Depends on the server software & the configuration.

As an example, the default settings for a Windows web server (IIS) will log 100% of the contents it serves. Every page, every icon, every script, and yes, every download.

IIRC, by default these logs are kept indefinitely, 1 file per day per website.

It’s certainly not uncommon for IT staff to set up something which automatically purges them after, say, 90 days to avoid filling up disks.

Without knowing the details of where the website is/was hosted, what software was used, what organization with what skills was responsible for maintaining it, there’s no way to be sure.

But if the site was maintained by folks as clueless as the folks who put that file up unprotected, it’s certainly possible the logs were intact for the Feds to examine. Not that they couldn’t have been tampered with to remove evidence of the downloads before the feds got there, but clueless IT folks woudn’t / couldn’t do that successfully either.

The usual types of web servers (Apache, IIS, etc.) have logging turned on by default, i.e. every retrieval of a page using HTTP is logged.

What my web server (which has a pretty typical setup) logs is:

[ul]
[li]IP address of the downloading computer (i.e. the user’s computer)[/li][li]date/time[/li][li]the URL of the page[/li][li]number of bytes downloaded[/li][li]HTTP code returned (200 for OK, 404 for file not found, etc).[/li][li]URL of the referring page (unless turned off at the user’s browser)[/li][li]user-agent name (i.e. the name by which the web browser identifies itself).[/li][/ul]
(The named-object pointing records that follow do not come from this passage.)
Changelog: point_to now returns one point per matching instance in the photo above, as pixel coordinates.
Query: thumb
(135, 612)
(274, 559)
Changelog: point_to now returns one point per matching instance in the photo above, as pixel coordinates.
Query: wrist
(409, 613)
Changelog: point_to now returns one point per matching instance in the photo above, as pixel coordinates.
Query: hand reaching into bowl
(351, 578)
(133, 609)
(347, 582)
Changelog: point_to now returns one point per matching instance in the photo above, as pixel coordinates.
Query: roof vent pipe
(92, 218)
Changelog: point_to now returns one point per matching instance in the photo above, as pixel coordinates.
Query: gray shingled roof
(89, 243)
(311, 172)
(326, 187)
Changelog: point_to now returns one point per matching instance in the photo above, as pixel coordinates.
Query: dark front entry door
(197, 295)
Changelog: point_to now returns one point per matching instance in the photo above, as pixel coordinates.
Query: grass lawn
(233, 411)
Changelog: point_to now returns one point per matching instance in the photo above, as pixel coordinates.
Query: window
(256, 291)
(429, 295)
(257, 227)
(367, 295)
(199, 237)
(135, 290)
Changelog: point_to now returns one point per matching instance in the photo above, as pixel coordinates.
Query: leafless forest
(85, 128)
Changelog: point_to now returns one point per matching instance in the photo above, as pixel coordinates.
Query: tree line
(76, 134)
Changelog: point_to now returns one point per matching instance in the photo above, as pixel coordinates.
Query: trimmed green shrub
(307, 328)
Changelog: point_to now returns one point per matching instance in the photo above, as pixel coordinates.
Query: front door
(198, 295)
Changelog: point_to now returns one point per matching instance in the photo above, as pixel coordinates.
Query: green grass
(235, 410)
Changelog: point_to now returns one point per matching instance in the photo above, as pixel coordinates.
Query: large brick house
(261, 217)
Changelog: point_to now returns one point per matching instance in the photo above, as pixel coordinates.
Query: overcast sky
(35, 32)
That’s for HTTP, but the usual FTP servers (if the file was available through FTP rather than HTTP) will usually also be configured to log every download.

In this case, the Feds can be certainly lying since there is already proof that the file was downloaded because it is available. The server logs every page served up and to which IP so there would be a record of who downloaded the file and when.

The original consultant reported it as a “database.tar.gz file”.

I would think that would be a FTP download rather than just HTTP, right?

Five or ten years ago, I would say so. But either protocol can be used for any file type, and enough people have forgotten about FTP that most things are just HTTP nowadays.

On another slang, if you are using PHP to serve the download, you can probably track it.

In general, only the IP address or host name of the destination machine is recorded in the HTTP/FTP logs. The user ID is not recorded, and isn’t even available to the server, unless it was supplied explicitly from the other end — and for a public download that needed no authentication, it wouldn’t be supplied.

That IP address in the log can be a proxy server (an “anonymizer”), or a dynamically assigned address, so it isn’t necessarily very helpful in pinning down the exact person who downloaded the file. It might tell you that a Comcast or Verizon subscriber downloaded it, but that would be the end of it — until you subpoena the company for their records, I suppose.